Cette nuit, après que la salle ait fermé, pendant que le patron faisait ses comptes, je découvris ce que la plupart des filles faisaient, au lieu d'aller dormir. Dans le salon, elles mirent la musique à fond et dansèrent les unes contre les autres, collées. Judith et Lily m'emmenèrent avec elles sur la piste, se déhanchant autour de moi, tentant de faire lâcher prise à ma raison rigide.
« Lâche toi ! On a le droit de s'amuser nous aussi ! » crièrent-elles.
Je me laissai aller petit à petit, bien que gênée en voyant certaines filles pousser la danse plus loin que de simples amies ne le feraient. Deux d'entre elles s'ondulaient sensuellement, jouant de leurs charmes, laissant leurs lèvres se frôler. Mais personne ne semblait choqué par cela. Je ne comprenais plus rien !

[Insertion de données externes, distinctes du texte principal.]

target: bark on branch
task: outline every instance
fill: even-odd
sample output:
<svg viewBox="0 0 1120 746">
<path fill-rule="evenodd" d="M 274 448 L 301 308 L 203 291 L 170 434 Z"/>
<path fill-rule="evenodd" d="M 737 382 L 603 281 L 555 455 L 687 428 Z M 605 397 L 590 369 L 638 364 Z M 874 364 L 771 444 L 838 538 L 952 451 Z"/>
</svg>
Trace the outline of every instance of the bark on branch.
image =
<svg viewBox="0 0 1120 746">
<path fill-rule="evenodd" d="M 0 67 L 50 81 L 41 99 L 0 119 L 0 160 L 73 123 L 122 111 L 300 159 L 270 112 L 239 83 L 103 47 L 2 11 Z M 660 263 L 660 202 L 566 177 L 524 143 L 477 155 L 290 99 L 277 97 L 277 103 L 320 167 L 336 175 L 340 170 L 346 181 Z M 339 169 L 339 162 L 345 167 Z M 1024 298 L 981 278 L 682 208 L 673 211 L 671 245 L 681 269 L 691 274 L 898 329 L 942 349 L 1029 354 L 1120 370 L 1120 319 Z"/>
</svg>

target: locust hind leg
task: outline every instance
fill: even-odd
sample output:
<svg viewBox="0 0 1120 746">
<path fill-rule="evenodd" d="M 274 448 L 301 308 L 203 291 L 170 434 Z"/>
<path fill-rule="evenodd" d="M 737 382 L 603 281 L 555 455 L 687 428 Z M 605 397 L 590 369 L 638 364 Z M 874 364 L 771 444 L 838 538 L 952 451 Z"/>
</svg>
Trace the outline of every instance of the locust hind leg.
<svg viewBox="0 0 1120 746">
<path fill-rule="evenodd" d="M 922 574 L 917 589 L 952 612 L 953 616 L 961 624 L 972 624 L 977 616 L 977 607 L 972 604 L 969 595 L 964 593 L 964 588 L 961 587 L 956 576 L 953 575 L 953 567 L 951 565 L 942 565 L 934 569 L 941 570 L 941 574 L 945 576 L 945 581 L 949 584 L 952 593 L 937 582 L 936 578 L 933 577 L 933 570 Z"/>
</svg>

Je partis rapidement, c'était difficile à accepter d'agir comme les autres, je n'avais pas les idées claires, je n'étais pas à ma place dans cet univers. Pourtant.. je n'étais pas indifférente à ce jeu entre elles. J'étais partagée entre le refus et l'attirance. Je parcourrai le couloir pour me rendre à la salle de danse, je m'arrêtai à l'entrée.

Loane dansait seule, lentement. Je remarquai qu'elle ne bougeait pas du tout comme ce que j'avais pu voir avant, elle semblait faire partie d'un monde bien plus élégant et raffiné que celui dans lequel nous évoluions. Elle chamboulait les danses de salon par la beauté de ses mouvements, qu'elle prenait soin d'accompagner jusqu'au bout, comme si elle allait prendre son envol, juste le temps d'une musique. Je la trouvais plus magnifique à chaque fois. Je la laissai, sachant que peu discrète, je me ferais repérée. Alors qu'au fond, je voulais rester à la regarder. Je crois que j'aurais pu rester des heures plantée là sans la quitter des yeux. Je me dirigeai vers la salle d'à côté, en jetant un dernier coup d'½il à Loane. Je crus voir ses yeux revenir sur le miroir après m'avoir regarder en coin, je devais être paranoïaque, je n'avais fait aucun bruit, elle n'avait pas pu me remarquer.
Je me stoppai brutalement en voyant à travers un mince filet de lumière sortant de la porte entrouverte, deux filles s'embrassant fougueusement contre un mur. J'aurais mieux fait de partir, de les laisser. Je devais retourner dans ma chambre, au calme, près de mon fils. Mais je ne pus détacher mes yeux. Leurs mains se tenaient avec force contre la parois, leurs corps se pressaient comme attirés l'un à l'autre et celle qui plaquait la deuxième femme contre le mur, laissait balader sa main sous son tee shirt, ce qui ne semblait pas gêner sa partenaire, au contraire.
«Empotée et espionne avec ça.»
Je sursautai manquant de lâcher un cri. Loane glissa son souffle chaud près de mon oreille.
«Je savais pas que ça t'intriguait autant.»
Je frissonnai en me retournant. Elle me sourit, amusée par ma gêne.
«Non.. je..
- Laisse les s'amuser un peu, ça ne gêne personne, le patron ne s'en mêlera pas, tant qu'aucune histoire d'amour ne démarre. Ça doit rester un amusement, rien d'autre. De toutes façon, nous sommes toutes hétéros ici, la seule chose que nous recherchons chez les filles, ce sont des envies que nous contrôlons, ce qui n'est pas le cas quand on bosse. On essaye juste de retrouver une certaine liberté, mais on connait toutes le règlement. Tâche d'en faire autant. Ne met personne en danger. Le patron ne permettrait aucun amour ici.»
Je la regardai intensément, je voulais déceler un indice, quelque chose qui me permettrait de la cerner. Peut être était-ce cela qui lui était arrivé avec Christina ? Mais cela ne correspondait pas avec son côté manipulatrice.
«Toi aussi tu es hétéro ?
-Ne cherche pas la merde, apprend à rester à ta place. Personne ne te fera de cadeaux ici, occupe toi de ce qui te regarde. Il me semble que ton gosse t'attend, t'as mieux à faire que fourrer ton nez partout.»
Elle était à nouveau devenue agressive, mais.. elle n'avait pas répondu à ma question. Peut être avais-je trouvé une faille dans l'image qu'elle voulait donner.